Removal of new line character in double quotes

vsairam · May 18, 2010, 9:12am

Hi,

Could you please help me in removal of newline chracter present in between the double quotes and replacing it with space.

For example ...

Every field is wrapped with double quotes with comma delimiter, so I need to travese from first double quote occerence to till second double quote occurence, if any new line chracter present , I need to replace it with space ..simlarly from double quote occurence 3 to 4, etc.

Input :

 
 
"ABCD RENT-A-
CAR XYZ LTD","00N0H","Enterprise Lake
View Way"

Output would be like this ...

 
"ABCD RENT-A -CAR XYZ LTD","00N0H","Enterprise Lake View Way"

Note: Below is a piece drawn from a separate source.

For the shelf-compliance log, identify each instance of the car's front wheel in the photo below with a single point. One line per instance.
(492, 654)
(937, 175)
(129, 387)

zaxxon · May 18, 2010, 9:16am

If you have GNU sed for example and there is no more lines of text before or after this snippet you can try:

sed -e :a -e 'N; s/\n/ /g; ta' infile
"ABCD RENT-A -CAR XYZ LTD","00N0H","Enterprise Lake View Way"

Franklin52 · May 18, 2010, 9:23am

Another approach with awk :):

awk -F"\"" '!$NF{print;next}{printf("%s ", $0)}' file

alister · May 18, 2010, 1:51pm

Like zaxxon, I also like this approach; clever use of FS and NF.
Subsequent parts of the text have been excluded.